Por todo lo expuesto, resulta imperativa la derogación o rectificación de la resolución administrativa analizada, para reconducir la competencia casatoria en los procesos de extinción de dominio a su juez natural: las Salas Penales de la Corte Suprema, integradas por magistrados con la formación especializada que exige la revisión de una herramienta tan relevante de política criminal como es la extinción de dominio.
REFERENCIAS NORMATIVAS
- Decreto Legislativo N.º 1373 — Decreto Legislativo sobre Extinción de Dominio, y sus modificatorias.

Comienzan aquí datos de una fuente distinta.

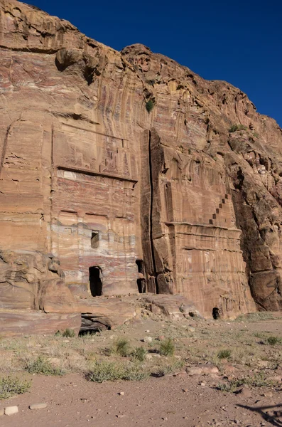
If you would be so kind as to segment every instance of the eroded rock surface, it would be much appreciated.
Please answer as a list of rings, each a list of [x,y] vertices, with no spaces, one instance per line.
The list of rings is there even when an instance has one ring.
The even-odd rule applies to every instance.
[[[281,310],[276,122],[143,45],[13,0],[0,13],[1,307],[140,291],[208,317]]]

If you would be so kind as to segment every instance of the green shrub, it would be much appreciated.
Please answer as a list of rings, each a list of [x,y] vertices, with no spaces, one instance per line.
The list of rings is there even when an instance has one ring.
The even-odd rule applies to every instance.
[[[89,381],[102,383],[105,381],[141,381],[148,378],[148,373],[135,364],[124,365],[114,362],[96,362],[87,378]]]
[[[275,345],[279,342],[279,338],[278,338],[278,337],[269,337],[266,339],[266,341],[267,344],[269,344],[269,345]]]
[[[167,374],[171,374],[178,369],[181,369],[184,366],[183,360],[174,360],[172,363],[168,363],[158,367],[156,371],[151,373],[152,376],[164,376]]]
[[[220,350],[220,352],[219,352],[217,353],[217,357],[219,359],[229,359],[231,356],[231,350],[229,350],[227,349],[224,349],[224,350]]]
[[[134,359],[138,360],[139,362],[143,362],[147,353],[148,352],[144,347],[139,347],[134,349],[131,355]]]
[[[114,344],[112,352],[116,353],[121,357],[126,357],[131,352],[130,344],[126,338],[119,338]]]
[[[148,111],[148,112],[151,112],[154,106],[155,102],[153,101],[153,100],[149,100],[148,101],[147,101],[146,103],[146,109]]]
[[[124,369],[121,379],[126,381],[142,381],[148,378],[149,374],[143,368],[136,364],[128,365]]]
[[[237,130],[246,130],[246,127],[244,125],[232,125],[229,129],[229,132],[232,133]]]
[[[229,391],[234,393],[238,387],[246,384],[253,387],[264,387],[268,385],[264,378],[264,374],[256,374],[253,376],[245,376],[244,378],[236,378],[229,381],[226,384],[219,384],[217,388],[222,391]]]
[[[114,362],[96,362],[87,374],[87,379],[94,382],[102,383],[105,381],[121,379],[124,368],[121,364]]]
[[[62,335],[63,337],[66,337],[67,338],[73,338],[76,336],[76,333],[73,330],[67,328],[65,331],[63,332]]]
[[[175,352],[175,346],[171,338],[168,338],[161,342],[160,354],[163,356],[173,356]]]
[[[26,393],[31,386],[31,382],[21,379],[17,376],[5,376],[0,379],[0,399],[8,399],[16,394]]]
[[[52,366],[49,359],[43,356],[38,356],[33,362],[30,362],[26,366],[26,369],[30,374],[40,374],[42,375],[63,375],[60,368]]]

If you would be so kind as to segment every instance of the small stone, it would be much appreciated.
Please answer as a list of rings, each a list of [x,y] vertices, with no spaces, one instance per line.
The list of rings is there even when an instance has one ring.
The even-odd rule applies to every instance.
[[[201,375],[201,374],[202,374],[202,369],[201,368],[197,368],[197,367],[191,367],[190,368],[187,369],[187,373],[191,376],[192,375]]]
[[[13,415],[18,412],[18,406],[7,406],[5,408],[5,415]]]
[[[187,376],[187,372],[186,371],[178,372],[177,374],[175,374],[173,375],[173,376],[178,376],[179,378],[184,378],[184,377]]]
[[[273,394],[271,391],[266,391],[265,393],[264,393],[263,396],[264,397],[273,397]]]
[[[82,399],[80,399],[82,400]],[[29,405],[30,409],[43,409],[44,408],[47,408],[47,404],[33,404],[32,405]]]

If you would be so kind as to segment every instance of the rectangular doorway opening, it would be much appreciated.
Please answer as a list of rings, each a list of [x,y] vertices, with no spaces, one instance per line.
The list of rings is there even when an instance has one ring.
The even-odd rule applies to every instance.
[[[99,265],[93,265],[89,268],[89,281],[92,297],[99,297],[102,292],[102,271]]]
[[[145,293],[146,292],[146,278],[145,278],[145,268],[144,263],[143,260],[136,260],[139,278],[137,279],[137,286],[138,290],[139,293]]]

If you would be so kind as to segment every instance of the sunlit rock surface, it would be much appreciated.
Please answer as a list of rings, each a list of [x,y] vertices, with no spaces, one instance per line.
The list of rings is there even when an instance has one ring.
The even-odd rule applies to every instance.
[[[276,122],[143,45],[0,11],[0,307],[94,313],[148,292],[207,317],[281,310]]]

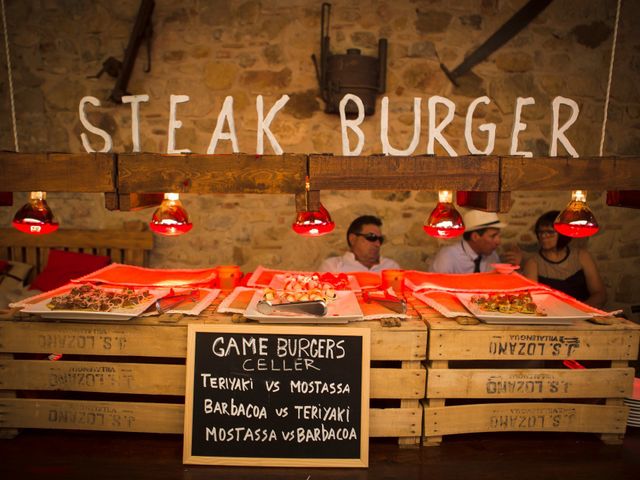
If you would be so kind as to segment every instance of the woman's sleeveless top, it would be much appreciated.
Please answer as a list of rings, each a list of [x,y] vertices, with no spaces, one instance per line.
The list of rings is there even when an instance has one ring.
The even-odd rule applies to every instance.
[[[578,251],[567,247],[568,254],[559,262],[552,262],[540,252],[535,256],[538,265],[538,282],[571,295],[578,300],[589,298],[587,279],[580,265]]]

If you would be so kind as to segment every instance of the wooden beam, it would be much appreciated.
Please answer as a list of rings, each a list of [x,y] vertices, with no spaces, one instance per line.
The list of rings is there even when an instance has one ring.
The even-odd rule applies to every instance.
[[[640,157],[502,157],[501,191],[640,190]]]
[[[498,157],[309,156],[313,190],[499,189]]]
[[[320,192],[310,190],[308,195],[305,192],[296,193],[296,212],[317,212],[320,210]]]
[[[119,193],[296,193],[306,155],[118,155]]]
[[[114,158],[108,153],[0,152],[2,190],[113,192]]]
[[[105,193],[105,208],[130,212],[157,207],[162,203],[163,193]]]
[[[509,192],[458,191],[456,203],[461,207],[485,212],[507,213],[511,208],[511,194]]]

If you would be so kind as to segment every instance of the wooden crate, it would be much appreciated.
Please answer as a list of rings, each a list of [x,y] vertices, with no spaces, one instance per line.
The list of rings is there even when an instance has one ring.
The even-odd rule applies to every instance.
[[[426,445],[443,435],[506,431],[592,432],[622,442],[640,326],[624,319],[569,326],[426,321]],[[568,369],[563,360],[599,368]]]
[[[186,327],[237,320],[214,313],[218,302],[198,317],[105,323],[17,316],[0,321],[0,426],[182,434]],[[397,327],[379,321],[348,326],[371,329],[372,366],[397,363],[397,368],[371,368],[371,398],[394,399],[398,406],[371,409],[370,436],[418,445],[426,326],[418,319]],[[51,353],[63,356],[51,361]]]

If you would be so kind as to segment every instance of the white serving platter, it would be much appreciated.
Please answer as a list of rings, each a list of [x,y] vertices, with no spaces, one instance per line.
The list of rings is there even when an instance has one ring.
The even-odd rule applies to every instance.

- Ley N.º 32326 — Ley que modifica el Decreto Legislativo N.º 1373, incorporando el recurso de casación en los procesos de extinción de dominio.
- Texto Único Ordenado de la Ley Orgánica del Poder Judicial (TUO-LOPJ) — Artículos 33, 34 y 82.
- Decreto Legislativo N.º 957 — Nuevo Código Procesal Penal — Artículo 12.
- Código Procesal Civil — Normas sobre el recurso de casación (aplicación supletoria en materia de extinción de dominio).
- Resolución Administrativa N.º 000185-2025-CE-PJ — Resolución del Consejo Ejecutivo del Poder Judicial que asigna competencia casatoria en procesos de extinción de dominio a las Salas Civiles de la Corte Suprema.